En abordant la question du mariage, souvent présenté comme le plus grand achèvement de la vie d’une femme, elle aborde aussi les changements qu’il implique pour l’épouse et non pour le mari : le changement de nom de famille et de titre. Et elle m’a fait réfléchir sur le fameux débat « Madame/Mademoiselle ». J’avoue ne m’être jamais vraiment penchée sur la question, acceptant l’un comme l’autre sans trop réfléchir. Le Madame me donne un coup de vieux, mais le Mademoiselle – parfois entendu avec un ton bien condescendant et paternaliste au travail par ailleurs – me dit « Tu n’as pas atteint la sacro-sainte condition de femme mariée » (que je ne prévois d’ailleurs pas vraiment de connaître, cela signifie-t-il que je serais une Mademoiselle – sous-entendu une vieille fille, une pas-tout-à-fait-femme – toute ma vie ?). Pourquoi le statut marital d’une femme doit être connu de tous tandis qu’un homme sera appelé Monsieur toute sa vie ? C’est finalement très intrusif.
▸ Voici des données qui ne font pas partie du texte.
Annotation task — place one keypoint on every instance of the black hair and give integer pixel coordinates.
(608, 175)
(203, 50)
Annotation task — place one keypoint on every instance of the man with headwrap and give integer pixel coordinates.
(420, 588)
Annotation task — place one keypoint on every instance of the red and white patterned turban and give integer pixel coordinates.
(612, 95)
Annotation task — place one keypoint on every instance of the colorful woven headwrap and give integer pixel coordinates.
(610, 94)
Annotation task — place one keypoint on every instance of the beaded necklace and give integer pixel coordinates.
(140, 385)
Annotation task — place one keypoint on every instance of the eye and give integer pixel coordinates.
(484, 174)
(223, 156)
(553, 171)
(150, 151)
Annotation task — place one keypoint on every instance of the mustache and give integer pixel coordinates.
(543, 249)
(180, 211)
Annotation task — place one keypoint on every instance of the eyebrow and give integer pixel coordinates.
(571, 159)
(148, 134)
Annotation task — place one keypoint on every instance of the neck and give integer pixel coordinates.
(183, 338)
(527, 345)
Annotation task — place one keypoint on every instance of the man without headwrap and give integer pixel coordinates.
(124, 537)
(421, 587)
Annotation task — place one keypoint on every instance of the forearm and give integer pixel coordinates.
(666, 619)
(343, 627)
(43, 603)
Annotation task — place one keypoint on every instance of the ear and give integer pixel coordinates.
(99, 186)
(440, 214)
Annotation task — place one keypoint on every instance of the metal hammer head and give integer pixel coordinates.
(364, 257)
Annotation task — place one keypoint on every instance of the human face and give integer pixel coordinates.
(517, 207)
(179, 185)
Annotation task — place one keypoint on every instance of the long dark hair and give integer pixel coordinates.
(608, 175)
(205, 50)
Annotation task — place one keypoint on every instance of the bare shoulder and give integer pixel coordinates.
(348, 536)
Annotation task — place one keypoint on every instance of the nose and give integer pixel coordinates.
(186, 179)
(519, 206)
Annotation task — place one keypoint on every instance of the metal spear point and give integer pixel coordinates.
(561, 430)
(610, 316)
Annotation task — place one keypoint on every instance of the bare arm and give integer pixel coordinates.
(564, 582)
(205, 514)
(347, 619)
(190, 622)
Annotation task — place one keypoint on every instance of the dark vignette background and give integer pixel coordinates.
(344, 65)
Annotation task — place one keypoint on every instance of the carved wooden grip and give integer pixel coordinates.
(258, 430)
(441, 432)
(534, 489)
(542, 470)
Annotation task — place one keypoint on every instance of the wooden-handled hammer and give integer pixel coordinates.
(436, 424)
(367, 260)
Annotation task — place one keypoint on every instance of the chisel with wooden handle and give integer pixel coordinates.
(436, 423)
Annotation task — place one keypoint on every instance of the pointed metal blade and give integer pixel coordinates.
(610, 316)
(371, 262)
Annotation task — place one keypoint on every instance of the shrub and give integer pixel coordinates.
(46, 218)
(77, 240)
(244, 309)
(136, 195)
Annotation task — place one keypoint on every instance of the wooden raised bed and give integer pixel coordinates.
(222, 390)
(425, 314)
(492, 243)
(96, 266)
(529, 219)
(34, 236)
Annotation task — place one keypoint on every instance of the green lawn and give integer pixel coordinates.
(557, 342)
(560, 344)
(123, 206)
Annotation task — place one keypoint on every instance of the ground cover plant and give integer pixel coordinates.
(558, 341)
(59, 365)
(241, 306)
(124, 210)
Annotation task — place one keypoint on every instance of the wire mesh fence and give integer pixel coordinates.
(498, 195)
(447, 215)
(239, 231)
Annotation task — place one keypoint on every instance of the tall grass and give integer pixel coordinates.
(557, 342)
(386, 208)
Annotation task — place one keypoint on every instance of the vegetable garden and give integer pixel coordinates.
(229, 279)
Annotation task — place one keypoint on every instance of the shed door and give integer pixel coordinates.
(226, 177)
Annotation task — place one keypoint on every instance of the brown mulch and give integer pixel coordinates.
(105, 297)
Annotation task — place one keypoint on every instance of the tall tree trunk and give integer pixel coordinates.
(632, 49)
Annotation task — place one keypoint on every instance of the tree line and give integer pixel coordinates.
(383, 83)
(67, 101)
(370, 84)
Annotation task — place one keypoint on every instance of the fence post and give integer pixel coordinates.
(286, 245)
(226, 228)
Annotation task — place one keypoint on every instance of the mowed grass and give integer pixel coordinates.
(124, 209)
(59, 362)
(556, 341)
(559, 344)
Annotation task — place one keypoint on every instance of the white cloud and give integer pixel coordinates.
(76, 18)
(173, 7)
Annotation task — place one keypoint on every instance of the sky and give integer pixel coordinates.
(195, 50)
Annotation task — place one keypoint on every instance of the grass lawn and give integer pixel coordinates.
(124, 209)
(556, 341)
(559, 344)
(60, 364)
Je n’en ferai peut-être pas mon cheval de bataille principal, mais les mots ont une importance et celui-là aussi.
Désolée pour ce pavé, mais il me permet de souligner le fait que ce petit livre amène à réfléchir, que l’on se considère déjà comme féministe ou pas, que l’on soit déjà informée ou pas.

S’exprimant avec un ton clair et enjoué, l’autrice utilise beaucoup d’exemples concrets tirés de son expérience personnelle. Si je les trouve passionnant car ils ancrent son manifeste dans le réel, j’apprécie également l’aperçu – très rapide évidemment – qu’ils donnent de la société nigériane et de la culture igbo, sujets auxquels je ne connais rien. Elle met en outre dans son livre beaucoup de bienveillance et d’optimisme : une véritable bouffée d’air frais.

Un petit livre percutant et inspirant qui devrait être offert et lu par tous et toutes pour voir le monde changer un peu.

« Je suis convaincue de l’urgence morale qu’il y a à nous atteler à imaginer ensemble une éducation différente pour nos enfants, pour tenter de créer un monde plus juste à l’égard des femmes et des hommes. »

 « En refusant d’imposer le carcan des rôles de genre aux jeunes enfants, nous leur laissons la latitude nécessaire pour se réaliser pleinement. Considère Chizalum comme une personne. Pas comme une fille qui devrait se comporter comme ci ou comme ça. Apprécie ses points forts ou ses faiblesses en tant qu’individu. Ne la compare pas à ce qu’une fille devrait être. Compare-la à ce qu’elle devrait être en donnant le meilleur d’elle-même. »

Chère Ijeawele, ou un manifeste pour une éducation féministe, Chimamanda Ngozi Adichie. Gallimard, 2017 (2017 pour l’édition originale). Traduit de l’anglais (Nigeria) par Marguerite Capelle. 77 pages.